Data is vital for the development of automated vehicles. Initially, NDS and FOT data was used for building driver models and establishing baseline for driver behaviour across various scenarios. Soon after, data suited for training machine learning (ML) models began to be shared, primarily for research purposes, leading to an increase in datasets that address different aspects of driving. Currently, projects are collecting data from vehicles working on test tracks or in confined areas or conducting tests on public roads limited by conditions specified in the Operational Design Domain (ODD) of the system. now the aim is to extend the operational conditions for automated vehicles and initiate large-scale demonstrations or “living labs”. The data from these projects will be invaluable in validating systems and assessing their impact on traffic safety, efficiency, the environment, and society at large.

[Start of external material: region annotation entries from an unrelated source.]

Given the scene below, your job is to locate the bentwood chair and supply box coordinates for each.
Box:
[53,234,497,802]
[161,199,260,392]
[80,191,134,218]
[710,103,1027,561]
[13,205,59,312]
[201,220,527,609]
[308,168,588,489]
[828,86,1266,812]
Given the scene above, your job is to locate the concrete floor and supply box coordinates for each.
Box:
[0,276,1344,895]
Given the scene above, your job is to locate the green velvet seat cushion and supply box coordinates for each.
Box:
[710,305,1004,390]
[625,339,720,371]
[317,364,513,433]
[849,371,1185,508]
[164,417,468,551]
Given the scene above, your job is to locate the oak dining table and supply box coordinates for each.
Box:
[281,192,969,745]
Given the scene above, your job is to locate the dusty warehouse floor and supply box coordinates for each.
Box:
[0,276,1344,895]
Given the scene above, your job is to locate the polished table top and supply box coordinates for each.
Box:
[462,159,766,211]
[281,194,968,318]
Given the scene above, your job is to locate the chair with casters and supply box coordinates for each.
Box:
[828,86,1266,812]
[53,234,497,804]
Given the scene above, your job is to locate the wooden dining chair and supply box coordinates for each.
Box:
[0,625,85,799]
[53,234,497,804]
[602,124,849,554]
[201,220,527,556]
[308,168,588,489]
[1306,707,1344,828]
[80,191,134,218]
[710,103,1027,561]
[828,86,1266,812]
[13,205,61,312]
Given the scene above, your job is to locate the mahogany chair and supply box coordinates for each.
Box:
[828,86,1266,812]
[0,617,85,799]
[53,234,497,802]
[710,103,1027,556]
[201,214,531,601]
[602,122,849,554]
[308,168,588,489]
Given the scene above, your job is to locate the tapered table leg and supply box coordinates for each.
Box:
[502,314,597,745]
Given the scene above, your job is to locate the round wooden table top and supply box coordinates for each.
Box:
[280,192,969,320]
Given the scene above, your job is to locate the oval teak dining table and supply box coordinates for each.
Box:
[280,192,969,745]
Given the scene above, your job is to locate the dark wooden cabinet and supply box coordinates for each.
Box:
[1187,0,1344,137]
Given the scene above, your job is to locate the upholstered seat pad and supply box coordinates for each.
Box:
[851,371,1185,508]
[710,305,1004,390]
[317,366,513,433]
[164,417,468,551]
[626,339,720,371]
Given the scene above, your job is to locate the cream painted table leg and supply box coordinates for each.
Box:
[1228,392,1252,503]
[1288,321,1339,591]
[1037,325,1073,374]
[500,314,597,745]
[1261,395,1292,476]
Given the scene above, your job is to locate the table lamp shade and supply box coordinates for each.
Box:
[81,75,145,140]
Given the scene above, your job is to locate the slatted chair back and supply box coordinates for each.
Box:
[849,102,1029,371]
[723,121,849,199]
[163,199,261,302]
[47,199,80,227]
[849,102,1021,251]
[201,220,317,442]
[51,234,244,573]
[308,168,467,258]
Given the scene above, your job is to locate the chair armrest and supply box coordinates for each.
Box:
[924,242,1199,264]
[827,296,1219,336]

In parallel, Cooperative Intelligent Transport Systems (C-ITS) were developed and deployed on the market, mainly with a large step as VW included C2C and C2X capabilities in the ID family (https://www.nxp.com/company/blog/nxp-volkswagen-and-partners-continue-to-accelerate-the-v2x-rollout:BL-THE-V2X-ROLLOUT). These “DAY1” features are based on a set of open and documented standards with full access of all participating stakeholders to testing and validation of these specifications, and the C-ITS components serving them.  The EU, together with the strong European automotive industry, road operators and member states, launched the CCAM partnership (https://www.ccam.eu/) in 2020 to address the needs, requirements, and strategies of automated driving. Starting in 2022, numerous projects under this programme (being part of Horizon Europe), as well as many national projects, have been advancing research in automated driving, with vehicles and road infrastructure elements with functions that enable fully fledged testing on public roads.

There are numerous challenges being addressed and data are a central element to overcoming them, the voluntary agreements between industry and public authorities mentioned above are widely supported and can cover the necessary data elements and types to address some challenges of testing and validation. However, no single entity can tackle these challenges by themselves – none possess the comprehensive data required to develop and validate the functions, systems, and vehicles. This framework introduces best practices for data exchange to facilitate and increase research data sharing.